In his commentary, Calvin says:



> That ancient figment, concerning the intercourse of angels with women, is abundantly refuted by its own absurdity; and it is surprising that learned men should formerly have been fascinated by ravings so gross and prodigious.



I was listening to John MacArthur this morning and was kinda surprised when he off-handedly made the same claim. I then found this statement by him online:



> That's a description of demons who assumed human form and cohabitated with women, producing a demon hybrid race. That race may have been the Nephilim mentioned in Genesis 6:4. Nephilim is derived from the Hebrew verb naphal, which means "to fall." It can refer to those who are violent, and in Numbers 13:33 refers to people of great size. Genesis 6:4 describes them as "mighty men" and "men of renown." So apparently that hybrid race was powerful, large, and violent.”



Is it really within the bounds of orthodoxy to suggest that fallen angels had sexual relations with human woman and produced another race? Anyone have a pointer to a Reformed theologian who holds to the fallen angel view?


----------



## BobVigneault (May 3, 2007)

Here's a long thread on the Nephilim here.

Personally, I believe that angels did actually mate with human women. Can I back it up from scripture. Nope, scripture is too vague on the subject, so I won't even try.

My personal conviction comes from the similarity of myths passed down in different cultures. In Persia you had the Jinn, in Roman lore you had Hercules and the Titans, in Hebrew lore (Book of Enoch) you have the Nephilim, and there are others that I can't recall at the moment.

Like the flood showing up in so many different histories, this tale of the gods mating with humans and then being locked away is a common tale.

That's my view, I'm reformed and I'm a theologian (wannabe).


----------



## sastark (May 3, 2007)

"to fall"...hmm... is there anything that happens in the first, oh say, 5 chapters of Genesis that has to do with "falling"? I'm with Calvin on this one, the idead of humans mating with demons/fallen angels is so backwards it hardly warrants refutation.

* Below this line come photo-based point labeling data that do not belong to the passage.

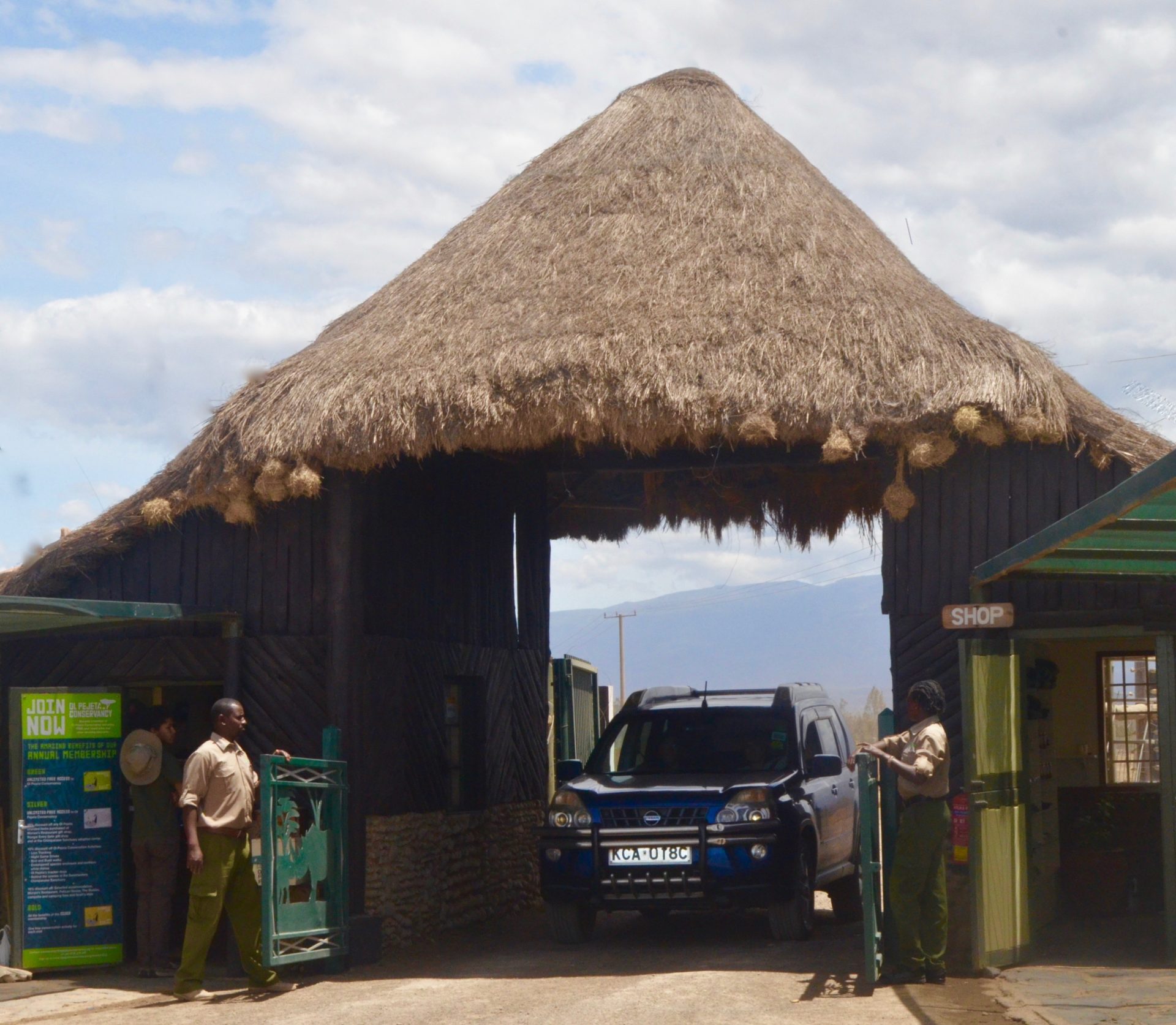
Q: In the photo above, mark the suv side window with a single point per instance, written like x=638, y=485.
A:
x=843, y=746
x=818, y=737
x=828, y=738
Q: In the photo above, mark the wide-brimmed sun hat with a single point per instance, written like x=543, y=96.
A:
x=141, y=757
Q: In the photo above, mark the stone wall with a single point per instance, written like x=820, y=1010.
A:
x=435, y=871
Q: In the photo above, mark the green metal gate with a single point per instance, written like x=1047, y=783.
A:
x=578, y=725
x=872, y=865
x=304, y=860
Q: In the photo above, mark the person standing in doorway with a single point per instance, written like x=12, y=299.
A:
x=154, y=776
x=218, y=802
x=919, y=893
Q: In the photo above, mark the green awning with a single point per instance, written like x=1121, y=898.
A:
x=40, y=616
x=1129, y=534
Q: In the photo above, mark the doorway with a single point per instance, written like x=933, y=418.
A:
x=191, y=706
x=1091, y=759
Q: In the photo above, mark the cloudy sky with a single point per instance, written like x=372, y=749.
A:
x=193, y=189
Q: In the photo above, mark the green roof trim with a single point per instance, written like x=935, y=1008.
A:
x=23, y=617
x=1127, y=534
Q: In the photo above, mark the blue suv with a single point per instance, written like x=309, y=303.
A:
x=692, y=801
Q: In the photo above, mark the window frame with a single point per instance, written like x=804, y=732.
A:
x=1104, y=764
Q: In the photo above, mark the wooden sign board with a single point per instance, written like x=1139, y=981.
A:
x=989, y=616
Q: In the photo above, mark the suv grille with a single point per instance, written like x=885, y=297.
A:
x=652, y=884
x=616, y=818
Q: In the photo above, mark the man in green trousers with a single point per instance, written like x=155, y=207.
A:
x=919, y=892
x=218, y=801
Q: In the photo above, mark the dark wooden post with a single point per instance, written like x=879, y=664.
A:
x=345, y=638
x=231, y=632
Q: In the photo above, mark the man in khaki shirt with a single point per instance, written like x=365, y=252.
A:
x=919, y=895
x=218, y=801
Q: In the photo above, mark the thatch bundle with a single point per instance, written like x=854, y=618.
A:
x=673, y=273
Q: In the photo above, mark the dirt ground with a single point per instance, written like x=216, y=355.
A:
x=691, y=967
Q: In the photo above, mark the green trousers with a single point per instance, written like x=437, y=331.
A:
x=919, y=888
x=225, y=883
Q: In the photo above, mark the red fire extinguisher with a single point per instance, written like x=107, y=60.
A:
x=960, y=829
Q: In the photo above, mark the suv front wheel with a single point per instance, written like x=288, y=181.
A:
x=793, y=918
x=571, y=923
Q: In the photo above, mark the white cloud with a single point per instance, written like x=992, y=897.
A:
x=141, y=363
x=56, y=253
x=647, y=565
x=72, y=124
x=200, y=11
x=193, y=162
x=1029, y=148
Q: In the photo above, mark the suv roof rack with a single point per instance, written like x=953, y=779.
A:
x=793, y=694
x=638, y=699
x=786, y=695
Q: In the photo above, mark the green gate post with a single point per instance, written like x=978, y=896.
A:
x=332, y=744
x=868, y=796
x=888, y=790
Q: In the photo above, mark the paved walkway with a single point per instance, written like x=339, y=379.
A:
x=1095, y=971
x=1085, y=996
x=692, y=967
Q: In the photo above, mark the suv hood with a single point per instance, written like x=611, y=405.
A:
x=625, y=789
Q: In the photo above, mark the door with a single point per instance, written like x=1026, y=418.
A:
x=995, y=772
x=834, y=742
x=821, y=790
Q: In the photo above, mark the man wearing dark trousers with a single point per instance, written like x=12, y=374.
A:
x=919, y=893
x=154, y=776
x=218, y=801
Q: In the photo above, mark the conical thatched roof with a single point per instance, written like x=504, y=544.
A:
x=672, y=273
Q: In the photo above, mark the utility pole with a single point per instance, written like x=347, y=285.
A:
x=620, y=617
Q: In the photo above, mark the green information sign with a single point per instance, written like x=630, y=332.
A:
x=70, y=831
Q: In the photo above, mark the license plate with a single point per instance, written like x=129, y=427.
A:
x=649, y=856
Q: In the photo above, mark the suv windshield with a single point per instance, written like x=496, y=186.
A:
x=694, y=741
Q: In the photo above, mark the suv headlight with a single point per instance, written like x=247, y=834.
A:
x=750, y=805
x=568, y=810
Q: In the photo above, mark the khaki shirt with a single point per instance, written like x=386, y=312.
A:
x=925, y=745
x=221, y=784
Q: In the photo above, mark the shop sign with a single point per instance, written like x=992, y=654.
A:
x=988, y=616
x=72, y=838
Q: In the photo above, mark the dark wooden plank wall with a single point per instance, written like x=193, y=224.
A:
x=404, y=717
x=438, y=551
x=980, y=504
x=446, y=545
x=273, y=573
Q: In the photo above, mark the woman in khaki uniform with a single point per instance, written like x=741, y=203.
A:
x=919, y=896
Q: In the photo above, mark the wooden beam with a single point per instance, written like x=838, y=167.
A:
x=723, y=457
x=345, y=626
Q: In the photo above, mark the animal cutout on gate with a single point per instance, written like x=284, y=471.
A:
x=299, y=853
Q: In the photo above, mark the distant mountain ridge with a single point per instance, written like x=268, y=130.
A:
x=755, y=636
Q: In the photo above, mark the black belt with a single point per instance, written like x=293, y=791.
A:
x=919, y=800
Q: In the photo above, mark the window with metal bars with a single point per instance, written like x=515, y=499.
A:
x=1131, y=719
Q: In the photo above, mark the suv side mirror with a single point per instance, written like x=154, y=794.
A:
x=821, y=765
x=568, y=769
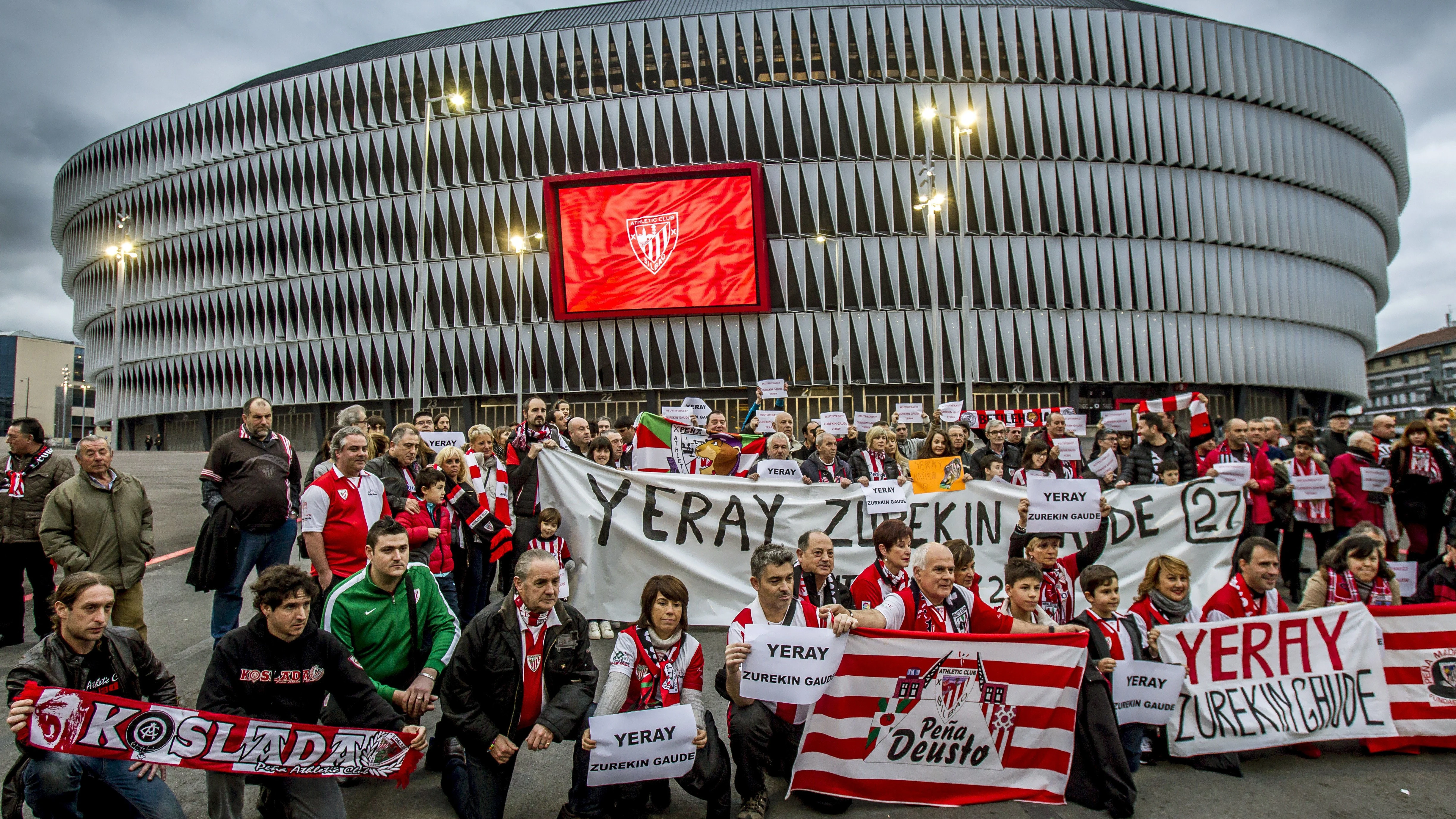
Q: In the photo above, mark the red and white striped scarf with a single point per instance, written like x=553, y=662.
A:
x=1315, y=511
x=15, y=478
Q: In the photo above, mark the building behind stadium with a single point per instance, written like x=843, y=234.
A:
x=1152, y=203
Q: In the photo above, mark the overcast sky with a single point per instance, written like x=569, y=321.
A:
x=78, y=70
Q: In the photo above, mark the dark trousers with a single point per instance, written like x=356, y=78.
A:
x=25, y=560
x=1294, y=547
x=522, y=535
x=707, y=780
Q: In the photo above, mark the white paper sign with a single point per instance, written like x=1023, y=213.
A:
x=638, y=747
x=774, y=388
x=1375, y=478
x=788, y=664
x=1117, y=420
x=1311, y=487
x=1077, y=423
x=1063, y=506
x=779, y=471
x=1232, y=474
x=1104, y=464
x=1406, y=576
x=835, y=423
x=699, y=409
x=1145, y=691
x=887, y=498
x=1068, y=449
x=440, y=441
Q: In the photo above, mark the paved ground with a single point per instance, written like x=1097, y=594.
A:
x=1344, y=783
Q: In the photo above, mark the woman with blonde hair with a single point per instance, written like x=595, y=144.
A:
x=1162, y=597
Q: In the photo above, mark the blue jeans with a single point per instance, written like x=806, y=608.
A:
x=54, y=783
x=446, y=582
x=254, y=548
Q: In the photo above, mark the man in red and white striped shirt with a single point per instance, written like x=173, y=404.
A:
x=765, y=737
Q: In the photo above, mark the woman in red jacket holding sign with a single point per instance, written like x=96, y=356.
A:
x=656, y=664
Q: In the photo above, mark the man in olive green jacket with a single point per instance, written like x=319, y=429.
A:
x=101, y=521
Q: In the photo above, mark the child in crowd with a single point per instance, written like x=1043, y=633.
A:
x=994, y=468
x=547, y=538
x=1024, y=592
x=964, y=557
x=1113, y=639
x=430, y=531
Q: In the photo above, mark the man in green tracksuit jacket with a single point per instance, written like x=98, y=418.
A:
x=369, y=611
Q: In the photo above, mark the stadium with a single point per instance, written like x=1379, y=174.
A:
x=1135, y=202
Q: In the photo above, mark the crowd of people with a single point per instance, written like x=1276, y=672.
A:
x=405, y=608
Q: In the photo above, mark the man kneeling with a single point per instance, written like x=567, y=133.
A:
x=87, y=655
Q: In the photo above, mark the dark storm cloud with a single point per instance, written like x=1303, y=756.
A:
x=79, y=70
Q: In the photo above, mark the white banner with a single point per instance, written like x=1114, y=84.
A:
x=790, y=664
x=440, y=441
x=1375, y=478
x=628, y=527
x=1278, y=680
x=887, y=498
x=638, y=747
x=1311, y=487
x=774, y=388
x=1119, y=420
x=1145, y=691
x=1063, y=506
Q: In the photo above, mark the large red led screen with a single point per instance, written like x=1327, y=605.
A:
x=657, y=242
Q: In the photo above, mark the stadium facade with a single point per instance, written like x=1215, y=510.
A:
x=1152, y=202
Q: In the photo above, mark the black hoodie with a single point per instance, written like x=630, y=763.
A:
x=257, y=675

But, in reference to Bob's metion of common myths: I personally believe that the Titans refers to long-living descedents of Adam. I think that after the Flood, human lifespans gradually declined until you get to "three score and ten years". Perhaps the Titans and other such myths (the Gin Bob mentioned) are the remnants of pre-flood histories passed down from generation to generation after Babel.

Edited to add: I realized after posting that this can be read as coming across pretty mean. I do not mean to attack anyone personally, I just find the angel/demon theory absurd in general.


----------



## BobVigneault (May 3, 2007)

I like the angels/demon interp because it cleans up those other obscure an troublesome verses:

Jude 6 And the angels who did not stay within their own position of authority, but left their proper dwelling, he has kept in eternal chains under gloomy darkness until the judgment of the great day— 7 just as Sodom and Gomorrah and the surrounding cities, which likewise indulged in sexual immorality and pursued unnatural desire, serve as an example by undergoing a punishment of eternal fire.

1 Peter 3:18 For Christ also suffered once for sins, the righteous for the unrighteous, that he might bring us to God, being put to death in the flesh but made alive in the spirit, 19 in which he went and proclaimed to the spirits in prison, 20 because they formerly did not obey, when God's patience waited in the days of Noah, while the ark was being prepared, in which a few, that is, eight persons, were brought safely through water. 


2 Peter 2:4 For if God did not spare angels when they sinned, but cast them into hell and committed them to chains of gloomy darkness to be kept until the judgment; 5 if he did not spare the ancient world, but preserved Noah, a herald of righteousness, with seven others, when he brought a flood upon the world of the ungodly; 6 if by turning the cities of Sodom and Gomorrah to ashes he condemned them to extinction, making them an example of what is going to happen to the ungodly

Peter even uses the word Tarturus borrowing from the Titans story.

Further this interp gives a reason why God destroyed every living thing. The earth had become inhabited with creatures that were part angel and man, the angel part making them unredeemable. 

There is no where enough info to be dogmatic about my view. It was the view of some of the early church fathers so I wouldn't call it absurd. It's definitely weird to the modern ear.

This is certainly not a primary doctrine of our faith and I would strongly caution anyone from researching very deeply into it. There are too many intersections with the occult and magick and things unhealthy to our sanctification. The scripture is vague on the the topic, lets be satisfied that the answer is not meant to be found because it's not really important to redemptive history.


----------



## KMK (May 3, 2007)

BobVigneault said:


> I like the angels/demon interp because it cleans up those other obscure an troublesome verses:
> 
> Jude 6 And the angels who did not stay within their own position of authority, but left their proper dwelling, he has kept in eternal chains under gloomy darkness until the judgment of the great day— 7 just as Sodom and Gomorrah and the surrounding cities, which likewise indulged in sexual immorality and pursued unnatural desire, serve as an example by undergoing a punishment of eternal fire.
> 
> ...



Great post!

Bullinger dedicates a section in the appendix of The Companion Bible to this subject. I lean in Bob's direction on this but would not be disappointed if it were ever conclusively proven false. It is one of those 'thrilling doctrines' that could distract from serious Bible study.


----------



## satz (May 3, 2007)

Just thinking out loud here...

Is there even any evidence from the bible that angels are sexual creatures in the same way as humans?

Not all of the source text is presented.